Early detection and treatment of cancer using specific biomarkers helps to reduce disease progression. Thus, multi-biomarker sets rather than a single gene biomarker could increase the diagnostic power and provide patients with a more sensitive diagnostic for mesothelioma [19,20,21,22,23,24]. In this present study, we utilized the CCLE and GEO databases for a comparative analyses of gene expression patterns between MPM patients and controls. Based on our bioinformatic analyses, we were able to identify a subset of genes which show a higher expression levels in the MPM group when compared to the normal or lung adenocarcinoma group.

The diagnostic potential of the gene candidates was further analyzed together with three previously well-known MPM biomarkers Fibulin-3, MSLN, and CALB2. In particular, we noticed that the diagnostic power of LOX family was comparable to or even greater than that of Fibulin-3 which has shown the most significant diagnostic potential in the literature [12]. We further confirmed the specificity of the MPM biomarkers in the paired set of a normal mesothelium and patient fluid sample. The assembled biomarker panel consisting of seven genes showed significantly increased sensitivity for diagnosing MPM from pleural fluid samples.

One notable finding in this study was that we identified several LOX isoforms as potential MPM biomarker candidates. The LOX gene encodes lysyl oxidase that induces crosslinking of elastin and collagen by catalyzing oxidative deamination on lysine or hydroxylysine residues, and the other LOXL family members do as well. This biochemical function is known to be important in maintaining organismal structure [25,26,27]. Therefore, dysfunction of LOX and the LOXL family contributes to various types of diseases including liver fibrosis, cardiovascular disease, and cancer. In cancer biology, hypoxia-inducible factor induces LOX expression, which contributes to hypoxic metastasis in breast cancer [28] and is also associated with a poor prognosis and invasion in lung cancer [29]. However, little is known about LOX and LOXL family involvement in mesothelioma. One might think that the MPM specific expression pattern of the LOX and LOXL family needs to be further studied in the MPM cancer biology.

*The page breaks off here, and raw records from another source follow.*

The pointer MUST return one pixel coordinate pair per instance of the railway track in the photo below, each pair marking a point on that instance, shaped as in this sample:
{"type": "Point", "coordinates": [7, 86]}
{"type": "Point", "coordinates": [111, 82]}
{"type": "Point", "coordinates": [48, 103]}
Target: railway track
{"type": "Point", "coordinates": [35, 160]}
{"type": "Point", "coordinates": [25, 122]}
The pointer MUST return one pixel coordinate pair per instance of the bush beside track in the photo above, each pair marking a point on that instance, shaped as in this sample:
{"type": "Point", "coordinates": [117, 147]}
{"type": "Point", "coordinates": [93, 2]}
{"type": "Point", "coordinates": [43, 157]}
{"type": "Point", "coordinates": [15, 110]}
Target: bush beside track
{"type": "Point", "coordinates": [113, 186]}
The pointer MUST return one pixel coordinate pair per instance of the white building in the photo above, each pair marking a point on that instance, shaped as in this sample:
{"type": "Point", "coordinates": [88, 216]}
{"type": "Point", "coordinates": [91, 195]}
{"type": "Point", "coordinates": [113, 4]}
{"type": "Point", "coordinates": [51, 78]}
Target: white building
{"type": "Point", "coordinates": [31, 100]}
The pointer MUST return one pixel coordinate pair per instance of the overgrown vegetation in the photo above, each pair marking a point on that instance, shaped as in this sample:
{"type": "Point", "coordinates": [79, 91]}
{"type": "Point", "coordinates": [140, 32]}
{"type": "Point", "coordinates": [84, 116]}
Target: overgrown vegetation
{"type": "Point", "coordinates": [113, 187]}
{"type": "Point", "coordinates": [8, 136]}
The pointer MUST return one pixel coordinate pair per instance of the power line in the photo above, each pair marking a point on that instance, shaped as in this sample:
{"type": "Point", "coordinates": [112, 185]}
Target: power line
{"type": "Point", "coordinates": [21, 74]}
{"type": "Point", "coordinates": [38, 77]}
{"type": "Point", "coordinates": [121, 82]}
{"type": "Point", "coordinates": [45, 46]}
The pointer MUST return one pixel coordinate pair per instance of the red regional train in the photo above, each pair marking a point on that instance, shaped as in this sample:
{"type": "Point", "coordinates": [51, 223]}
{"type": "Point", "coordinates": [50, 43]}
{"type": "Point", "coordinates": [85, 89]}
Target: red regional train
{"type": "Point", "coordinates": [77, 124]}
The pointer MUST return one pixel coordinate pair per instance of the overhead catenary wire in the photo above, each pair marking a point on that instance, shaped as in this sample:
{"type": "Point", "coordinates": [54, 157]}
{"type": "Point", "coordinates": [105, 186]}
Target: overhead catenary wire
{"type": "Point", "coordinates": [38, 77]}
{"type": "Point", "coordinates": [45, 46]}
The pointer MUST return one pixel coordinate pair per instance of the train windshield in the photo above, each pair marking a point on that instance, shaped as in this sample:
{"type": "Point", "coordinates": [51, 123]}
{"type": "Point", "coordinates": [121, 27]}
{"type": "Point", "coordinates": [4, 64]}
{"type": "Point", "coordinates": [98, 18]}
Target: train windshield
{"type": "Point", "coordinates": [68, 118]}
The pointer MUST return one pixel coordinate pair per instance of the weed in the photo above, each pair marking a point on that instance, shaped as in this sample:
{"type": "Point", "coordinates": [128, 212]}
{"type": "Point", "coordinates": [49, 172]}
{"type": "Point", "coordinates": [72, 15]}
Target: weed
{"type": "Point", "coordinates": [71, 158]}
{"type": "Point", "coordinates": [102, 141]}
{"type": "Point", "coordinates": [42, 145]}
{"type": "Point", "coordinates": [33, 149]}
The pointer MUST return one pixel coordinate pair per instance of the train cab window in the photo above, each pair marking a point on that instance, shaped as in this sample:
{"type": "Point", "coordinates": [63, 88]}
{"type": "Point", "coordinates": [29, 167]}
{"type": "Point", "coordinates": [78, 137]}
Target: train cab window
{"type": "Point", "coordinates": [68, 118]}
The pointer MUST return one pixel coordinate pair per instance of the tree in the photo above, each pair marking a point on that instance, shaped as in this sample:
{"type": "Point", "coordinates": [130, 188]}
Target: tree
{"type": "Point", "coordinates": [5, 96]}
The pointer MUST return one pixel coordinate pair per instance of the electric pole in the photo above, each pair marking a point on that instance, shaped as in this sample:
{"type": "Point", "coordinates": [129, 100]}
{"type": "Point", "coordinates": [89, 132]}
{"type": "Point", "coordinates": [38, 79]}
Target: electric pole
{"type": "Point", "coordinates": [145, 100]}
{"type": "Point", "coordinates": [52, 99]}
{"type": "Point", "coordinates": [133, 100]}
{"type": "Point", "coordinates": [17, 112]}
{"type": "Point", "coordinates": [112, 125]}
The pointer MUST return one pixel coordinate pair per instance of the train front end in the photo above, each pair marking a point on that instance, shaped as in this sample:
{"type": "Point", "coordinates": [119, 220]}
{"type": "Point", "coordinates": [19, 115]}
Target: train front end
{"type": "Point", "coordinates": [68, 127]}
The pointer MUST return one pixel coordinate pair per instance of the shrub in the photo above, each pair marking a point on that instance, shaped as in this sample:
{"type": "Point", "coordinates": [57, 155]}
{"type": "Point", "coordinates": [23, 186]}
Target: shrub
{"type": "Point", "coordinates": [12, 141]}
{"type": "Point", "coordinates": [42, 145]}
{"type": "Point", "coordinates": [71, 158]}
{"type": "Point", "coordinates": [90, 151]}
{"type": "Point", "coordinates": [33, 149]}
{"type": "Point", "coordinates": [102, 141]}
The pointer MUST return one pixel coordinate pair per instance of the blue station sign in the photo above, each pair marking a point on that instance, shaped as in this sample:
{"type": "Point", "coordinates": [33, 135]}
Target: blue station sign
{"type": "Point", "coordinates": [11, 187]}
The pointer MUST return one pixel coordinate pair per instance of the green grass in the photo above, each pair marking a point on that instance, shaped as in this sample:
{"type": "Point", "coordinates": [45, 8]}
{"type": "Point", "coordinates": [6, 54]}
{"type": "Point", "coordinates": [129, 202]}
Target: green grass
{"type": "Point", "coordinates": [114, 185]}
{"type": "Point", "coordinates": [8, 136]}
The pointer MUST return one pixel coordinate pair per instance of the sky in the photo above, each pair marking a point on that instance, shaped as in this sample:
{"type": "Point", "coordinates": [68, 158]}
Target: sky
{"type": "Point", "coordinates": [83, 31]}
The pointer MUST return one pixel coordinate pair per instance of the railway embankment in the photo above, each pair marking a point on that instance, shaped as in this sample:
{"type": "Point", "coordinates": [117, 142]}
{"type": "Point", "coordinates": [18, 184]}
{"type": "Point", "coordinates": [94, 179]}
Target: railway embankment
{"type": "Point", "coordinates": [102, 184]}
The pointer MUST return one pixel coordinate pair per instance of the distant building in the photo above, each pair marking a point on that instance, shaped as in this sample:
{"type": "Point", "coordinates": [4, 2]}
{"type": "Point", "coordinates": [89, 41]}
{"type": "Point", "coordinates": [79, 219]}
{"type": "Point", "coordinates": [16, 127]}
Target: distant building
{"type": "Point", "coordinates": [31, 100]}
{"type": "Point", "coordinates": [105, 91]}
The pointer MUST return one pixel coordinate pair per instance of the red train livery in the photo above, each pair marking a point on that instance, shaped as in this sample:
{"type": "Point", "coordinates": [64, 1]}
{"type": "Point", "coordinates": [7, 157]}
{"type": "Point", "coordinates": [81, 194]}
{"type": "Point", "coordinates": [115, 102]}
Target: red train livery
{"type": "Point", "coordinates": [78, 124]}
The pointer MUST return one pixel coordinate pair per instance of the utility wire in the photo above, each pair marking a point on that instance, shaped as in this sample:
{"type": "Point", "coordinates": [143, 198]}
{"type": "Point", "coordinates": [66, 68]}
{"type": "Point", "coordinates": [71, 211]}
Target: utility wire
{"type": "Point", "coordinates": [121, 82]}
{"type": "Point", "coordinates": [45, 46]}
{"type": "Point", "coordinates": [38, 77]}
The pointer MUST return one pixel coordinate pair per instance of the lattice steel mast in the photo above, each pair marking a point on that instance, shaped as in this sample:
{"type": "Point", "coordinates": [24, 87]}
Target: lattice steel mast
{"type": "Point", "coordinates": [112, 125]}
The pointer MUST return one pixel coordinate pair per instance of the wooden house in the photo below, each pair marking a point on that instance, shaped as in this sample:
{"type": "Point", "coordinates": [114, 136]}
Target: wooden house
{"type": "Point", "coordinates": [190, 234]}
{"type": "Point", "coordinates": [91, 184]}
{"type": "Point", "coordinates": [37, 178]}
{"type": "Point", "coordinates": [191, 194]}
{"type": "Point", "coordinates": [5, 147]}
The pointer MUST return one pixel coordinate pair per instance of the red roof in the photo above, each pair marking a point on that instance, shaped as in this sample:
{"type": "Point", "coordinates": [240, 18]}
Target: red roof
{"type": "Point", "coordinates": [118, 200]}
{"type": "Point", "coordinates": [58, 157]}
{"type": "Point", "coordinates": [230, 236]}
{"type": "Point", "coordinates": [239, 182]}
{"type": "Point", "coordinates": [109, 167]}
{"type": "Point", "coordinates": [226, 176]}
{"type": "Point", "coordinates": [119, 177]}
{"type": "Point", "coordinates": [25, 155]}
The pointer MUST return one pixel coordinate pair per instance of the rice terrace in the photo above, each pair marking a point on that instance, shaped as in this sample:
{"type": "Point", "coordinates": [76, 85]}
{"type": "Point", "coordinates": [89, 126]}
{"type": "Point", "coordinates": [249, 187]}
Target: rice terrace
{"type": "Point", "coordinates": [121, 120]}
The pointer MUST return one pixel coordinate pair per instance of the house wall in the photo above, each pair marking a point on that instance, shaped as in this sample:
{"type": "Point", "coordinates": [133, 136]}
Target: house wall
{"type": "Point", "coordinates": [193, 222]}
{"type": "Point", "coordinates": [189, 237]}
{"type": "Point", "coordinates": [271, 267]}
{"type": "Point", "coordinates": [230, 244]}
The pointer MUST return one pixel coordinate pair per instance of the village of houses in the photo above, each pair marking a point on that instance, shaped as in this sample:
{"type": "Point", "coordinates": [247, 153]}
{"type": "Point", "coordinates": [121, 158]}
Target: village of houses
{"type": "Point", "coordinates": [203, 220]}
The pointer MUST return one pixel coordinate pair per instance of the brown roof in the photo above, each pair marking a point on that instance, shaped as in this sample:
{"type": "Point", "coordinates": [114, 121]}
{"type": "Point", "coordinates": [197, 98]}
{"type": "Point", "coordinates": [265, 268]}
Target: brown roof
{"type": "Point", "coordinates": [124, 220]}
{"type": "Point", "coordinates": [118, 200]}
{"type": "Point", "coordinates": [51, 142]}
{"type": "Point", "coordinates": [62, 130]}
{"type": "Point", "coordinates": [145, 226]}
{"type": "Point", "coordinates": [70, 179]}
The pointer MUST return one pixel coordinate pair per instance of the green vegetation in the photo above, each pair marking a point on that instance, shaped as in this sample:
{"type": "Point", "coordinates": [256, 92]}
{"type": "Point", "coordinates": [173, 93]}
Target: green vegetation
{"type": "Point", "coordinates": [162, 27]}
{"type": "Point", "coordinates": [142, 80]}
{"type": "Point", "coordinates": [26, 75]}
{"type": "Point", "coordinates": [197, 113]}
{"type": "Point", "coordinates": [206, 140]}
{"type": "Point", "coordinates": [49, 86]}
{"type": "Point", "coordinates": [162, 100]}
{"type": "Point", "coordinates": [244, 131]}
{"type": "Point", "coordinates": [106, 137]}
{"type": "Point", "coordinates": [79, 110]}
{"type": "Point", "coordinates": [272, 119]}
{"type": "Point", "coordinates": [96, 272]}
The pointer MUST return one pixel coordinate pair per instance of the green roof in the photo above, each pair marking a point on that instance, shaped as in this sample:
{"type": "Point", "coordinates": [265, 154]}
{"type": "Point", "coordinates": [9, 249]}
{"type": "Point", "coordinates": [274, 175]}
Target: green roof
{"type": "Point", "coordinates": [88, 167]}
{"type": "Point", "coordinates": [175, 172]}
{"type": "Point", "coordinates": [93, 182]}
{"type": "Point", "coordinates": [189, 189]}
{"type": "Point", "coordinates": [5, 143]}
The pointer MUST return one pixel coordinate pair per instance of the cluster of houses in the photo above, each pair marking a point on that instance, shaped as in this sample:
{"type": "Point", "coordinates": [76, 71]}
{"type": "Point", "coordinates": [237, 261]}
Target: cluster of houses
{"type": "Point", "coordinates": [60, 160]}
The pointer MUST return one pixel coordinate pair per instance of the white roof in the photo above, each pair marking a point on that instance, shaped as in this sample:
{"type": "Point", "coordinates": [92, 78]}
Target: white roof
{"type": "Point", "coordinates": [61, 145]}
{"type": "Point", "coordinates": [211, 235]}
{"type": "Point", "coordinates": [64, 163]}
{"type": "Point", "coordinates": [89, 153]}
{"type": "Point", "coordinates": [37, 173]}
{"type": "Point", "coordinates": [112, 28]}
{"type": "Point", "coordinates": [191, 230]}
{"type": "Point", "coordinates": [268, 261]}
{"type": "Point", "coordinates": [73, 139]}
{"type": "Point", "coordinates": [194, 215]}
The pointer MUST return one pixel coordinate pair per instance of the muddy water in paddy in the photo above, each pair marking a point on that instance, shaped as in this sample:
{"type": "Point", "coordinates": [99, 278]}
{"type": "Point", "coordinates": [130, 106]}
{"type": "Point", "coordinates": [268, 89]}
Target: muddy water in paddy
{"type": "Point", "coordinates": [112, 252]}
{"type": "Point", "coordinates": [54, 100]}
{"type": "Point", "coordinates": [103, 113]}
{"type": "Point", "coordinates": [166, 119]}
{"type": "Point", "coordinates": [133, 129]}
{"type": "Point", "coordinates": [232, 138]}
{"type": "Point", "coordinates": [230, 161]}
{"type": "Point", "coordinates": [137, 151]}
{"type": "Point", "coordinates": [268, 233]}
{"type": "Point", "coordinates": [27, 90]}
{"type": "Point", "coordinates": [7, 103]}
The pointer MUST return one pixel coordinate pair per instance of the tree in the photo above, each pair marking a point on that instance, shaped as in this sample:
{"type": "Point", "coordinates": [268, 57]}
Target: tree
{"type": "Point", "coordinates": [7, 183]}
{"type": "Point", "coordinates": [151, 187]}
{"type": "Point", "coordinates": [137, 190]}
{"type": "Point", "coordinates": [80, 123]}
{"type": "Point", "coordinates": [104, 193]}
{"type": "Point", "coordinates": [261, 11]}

The ZFPM2 gene encodes the Friend of GATA-2 (FOG-2) protein which is a transcription cofactor interacting with GATA family members transcriptionally involved in diverse biological functions including cardiac, pulmonary, gonadal development and hematopoiesis [30,31,32,33,34,35,36]. Similarly, we found that ZFPM2 has a high diagnostic potential from the database analyses and this was confirmed via performance of a case-control study.

Conclusions

Taken together, the four biomarker candidates (LOX, LOXL1, LOXL2, ZFPM2) identified in the current study could be combined with the previously proposed biomarkers to strengthen the diagnostic power for MPM patients.